Places are still open for further entrants, with another test planned at Shelsley Walsh itself on 15 June, before the season proper gets underway with a sprint at Curborough on 11 July.
The test session saw six young drivers take part, being put through their paces by a group of instructors as they all look to get up to speed ahead of 11 July.
The test day was meant as a taster for the new initiative between Autocar and Shelsley Walsh, the two organisations combining to launch a new, affordable motorsport competition for 17 to 21-year old licensed drivers. It’s based around the 1.2-litre Vauxhall Corsa and is aimed at bringing fresh talent to a sport that prides itself on welcoming cars and drivers of all.
For its first season, the Autocar-Shelsley Walsh Young Drivers’ Championship aims to attract a maximum of 10 competitors to a series of six rounds that will start in earnest this July at the Curborough sprint track, near Lichfield, on 11 July. There are then five further rounds at Shelsley Walsh, Worcestershire, the world’s oldest motor sporting venue still in use, this September.
“Our sport needs more younger competitors,” says series instigator and guiding light, Paul Matty. “We think this is the ideal way to draw them in. We want to attract young competitors with lots of ambition but no racing experience, by keeping the cars simple and equal, and the cost of entry as low as it can be. We’ve already had plenty of interest — including from other clubs and tracks who’d like to do the same kind of thing.”

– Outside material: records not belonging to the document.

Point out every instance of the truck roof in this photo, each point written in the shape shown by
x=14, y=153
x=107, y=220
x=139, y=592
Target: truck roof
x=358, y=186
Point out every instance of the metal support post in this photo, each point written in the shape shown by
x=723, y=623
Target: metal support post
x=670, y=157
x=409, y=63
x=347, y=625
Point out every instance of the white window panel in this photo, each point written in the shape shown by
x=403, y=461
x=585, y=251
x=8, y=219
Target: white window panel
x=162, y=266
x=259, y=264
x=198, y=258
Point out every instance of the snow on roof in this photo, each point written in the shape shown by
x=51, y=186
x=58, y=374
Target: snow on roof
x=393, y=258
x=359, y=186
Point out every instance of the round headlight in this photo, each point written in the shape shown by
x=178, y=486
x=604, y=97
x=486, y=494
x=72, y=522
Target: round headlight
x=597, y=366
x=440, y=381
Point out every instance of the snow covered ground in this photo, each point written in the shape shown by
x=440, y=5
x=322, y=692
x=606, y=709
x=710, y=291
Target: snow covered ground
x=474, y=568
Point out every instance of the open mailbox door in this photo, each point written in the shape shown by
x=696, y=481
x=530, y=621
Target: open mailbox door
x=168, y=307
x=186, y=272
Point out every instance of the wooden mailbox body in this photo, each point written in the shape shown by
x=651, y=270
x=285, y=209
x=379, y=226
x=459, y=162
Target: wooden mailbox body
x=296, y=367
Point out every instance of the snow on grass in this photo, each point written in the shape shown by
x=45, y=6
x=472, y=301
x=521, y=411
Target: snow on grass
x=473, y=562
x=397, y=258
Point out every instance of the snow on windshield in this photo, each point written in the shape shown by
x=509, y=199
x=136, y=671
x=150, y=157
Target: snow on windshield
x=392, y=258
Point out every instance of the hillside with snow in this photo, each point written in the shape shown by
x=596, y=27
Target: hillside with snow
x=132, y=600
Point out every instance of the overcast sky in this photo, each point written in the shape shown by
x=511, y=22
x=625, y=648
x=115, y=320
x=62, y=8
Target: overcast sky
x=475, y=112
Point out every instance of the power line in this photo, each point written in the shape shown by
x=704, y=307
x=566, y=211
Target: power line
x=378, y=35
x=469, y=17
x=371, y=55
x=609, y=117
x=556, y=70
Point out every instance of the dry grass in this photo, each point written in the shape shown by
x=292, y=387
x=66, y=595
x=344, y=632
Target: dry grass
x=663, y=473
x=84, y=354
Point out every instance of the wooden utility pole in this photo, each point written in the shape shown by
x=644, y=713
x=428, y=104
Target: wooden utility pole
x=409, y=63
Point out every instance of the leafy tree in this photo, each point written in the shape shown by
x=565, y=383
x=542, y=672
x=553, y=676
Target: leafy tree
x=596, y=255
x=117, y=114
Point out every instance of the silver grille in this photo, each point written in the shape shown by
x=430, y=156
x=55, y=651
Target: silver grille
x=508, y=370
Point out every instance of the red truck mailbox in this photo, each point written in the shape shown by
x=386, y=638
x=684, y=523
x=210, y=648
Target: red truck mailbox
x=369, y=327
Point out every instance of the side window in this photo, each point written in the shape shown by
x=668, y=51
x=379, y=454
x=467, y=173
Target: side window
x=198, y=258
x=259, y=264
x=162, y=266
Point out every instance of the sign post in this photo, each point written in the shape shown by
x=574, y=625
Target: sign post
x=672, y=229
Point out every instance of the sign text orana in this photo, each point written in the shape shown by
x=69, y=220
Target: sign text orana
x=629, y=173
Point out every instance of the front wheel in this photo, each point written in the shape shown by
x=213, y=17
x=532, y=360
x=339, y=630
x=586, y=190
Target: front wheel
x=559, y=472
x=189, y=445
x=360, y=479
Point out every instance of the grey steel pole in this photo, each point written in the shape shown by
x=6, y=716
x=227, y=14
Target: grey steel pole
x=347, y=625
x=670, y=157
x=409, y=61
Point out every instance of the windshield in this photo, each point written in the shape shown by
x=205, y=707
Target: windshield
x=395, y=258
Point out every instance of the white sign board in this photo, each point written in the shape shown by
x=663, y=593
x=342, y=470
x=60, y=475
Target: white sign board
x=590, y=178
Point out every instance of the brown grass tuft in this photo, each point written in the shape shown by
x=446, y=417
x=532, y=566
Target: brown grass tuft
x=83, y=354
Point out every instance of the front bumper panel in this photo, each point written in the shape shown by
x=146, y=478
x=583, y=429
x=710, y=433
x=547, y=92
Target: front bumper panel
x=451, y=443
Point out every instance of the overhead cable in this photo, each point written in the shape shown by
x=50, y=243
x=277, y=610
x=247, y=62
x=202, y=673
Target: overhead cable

At the competition’s official launch at Shelsley Walsh yesterday its first official entrant, 21-year old Ben Evans, took to the track for our cameras in a healthy-looking 2008 Vauxhall Corsa bought for £2300 in the local classifieds. The car was standard apart from a fire extinguisher (supplied free to all entrants). Ben, a Bromsgove-based car parts specialist, also modelled a set of the special series race overalls that, like the helmet, will be supplied to all entrants at a heavily discounted price.
Also on hand to lend support for what he called “a great initiative” was Constable Simon Yuile, a forensic collision investigator representing the West Mercia Police, and a lifelong car enthusiast. “This is the kind of practical step that can help young drivers enjoy themselves in cars, but be much safer when they do it,” he said.